Patent document 2: No. 5877448 bulletins of Japanese Patent No.
Summary of the invention
Subject to be solved by the invention
It is carbonized to fire organic fiber, needs 1000 DEG C~2000 DEG C of firing temperature.In addition, in order to fire carbon
Fiber is graphitized, and 2500 DEG C or more, preferably 2800 DEG C or so of firing temperature is needed.But previous microwave heating
Device is easy to produce temperature unevenness in furnace, it is difficult to realize the soaking heating for being evenly heated fiber.In addition, in graphitizing device
In, it is difficult to realize 2500 DEG C or more of high temperature.Therefore, high intensity is made by the carbon fiber local fracture that carbide furnace obtains
There are the limit.On the other hand, weight of the graphite fibre obtained by graphitizing furnace because of the graphite crystal construction in its machine direction
It folds insufficient and makes high resiliency there are the limit.
In this regard, the microwave that and thermal uniformity easy the purpose of the present invention is to provide a kind of high temperature of firing temperature also improves
Heating device.
Means for solving the problems
In order to realize the purpose, microwave heating equipment of the invention is characterized in that, comprising: heating furnace has
The furnace main body of microwave transparency is equipped with microwave irradiation device;Traveling access is formed in the inside of the heating furnace, for for adding
The fibrous structures of heat target pass through;First cylindrical member, to be generated heat in the heating furnace by absorption microwave energy
One microwave heating material is constituted, and is matched around the traveling access and be set as to rotate;And second cylindrical member,
It is made of in first cylindrical member the second microwave heating material that absorption microwave energy generates heat, and is formed in central part
There is the traveling access, so that fibrous structures is advanced along the traveling access of second cylindrical member on one side, on one side to this
Fibrous structures carry out heating firing.
Invention effect
Microwave heating equipment of the invention will be made of the first microwave heating material to be generated heat using microwave energy first
Cylindrical member, which is matched, to be set as to rotate around the traveling access of the fibrous structures of heating target, therefore can be utilized to spin
The radiant heat of the first cylindrical member turned is to progress soaking heating around fibrous structures.Therefore, fibrous structures can be prevented
Filament breakage, filoplume generate, and promote the high intensity of fibrous structures, the upper limit of high resiliency.
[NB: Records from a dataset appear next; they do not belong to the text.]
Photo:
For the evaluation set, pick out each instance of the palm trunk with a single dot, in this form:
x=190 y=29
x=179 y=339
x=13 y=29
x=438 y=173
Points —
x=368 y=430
Detailed description of the invention
Fig. 1 is the summary entirety sectional view of the microwave heating equipment of embodiments of the present invention.
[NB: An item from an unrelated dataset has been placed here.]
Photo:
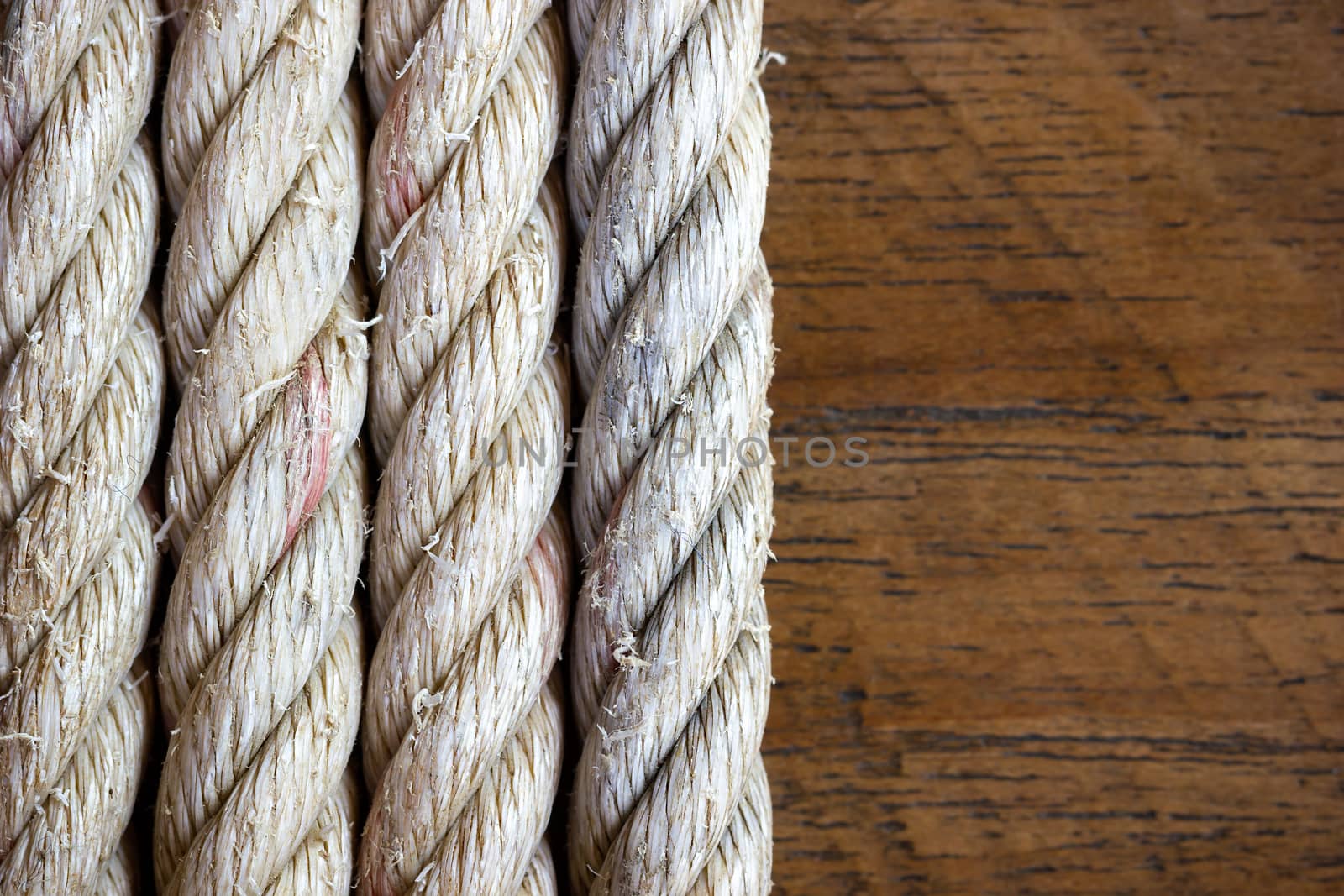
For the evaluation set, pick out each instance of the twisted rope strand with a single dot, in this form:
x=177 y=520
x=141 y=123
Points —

Fig. 2A is the sectional elevation of the microwave heating equipment of first embodiment of the invention.
Fig. 2 B is the first cylindrical member and the second cylindrical member of the microwave heating equipment of first embodiment of the invention
Perspective view.
Fig. 3 A is the sectional elevation of the microwave heating equipment of second embodiment of the present invention.
Fig. 3 B is the first cylindrical member and the second cylindrical member of the microwave heating equipment of second embodiment of the present invention
Perspective view.
Fig. 4 is the sectional elevation of the microwave heating equipment of third embodiment of the present invention.
Fig. 5 is the tension test for the graphite fibre for indicating that the microwave heating equipment of embodiment through the invention burns out
As a result curve graph.
Specific embodiment
The microwave heating equipment 10 of embodiments of the present invention is as shown in Figure 1 with the heating furnace 11 of horizontally long tubular.At this
The both ends of the furnace main body of heating furnace 11 are nearby configured with microwave irradiation device 12.The microwave irradiation device 12 of one side is configured at furnace main body
Downside, the microwave irradiation device 12 of another party is configured at the upside of furnace main body.In other words, the microwave irradiation device 12 of pair of right and left
It is configured to the longitudinal direction central symmetry about heating furnace 11.
The furnace main body of heating furnace 11 have microwave transparency, such as by ceramics, zirconium oxide, aluminium oxide, quartz, sapphire or
Person combines the composition of heat proof material made of these materials.The metal plate for constituting outer wall is wound in the periphery of furnace main body.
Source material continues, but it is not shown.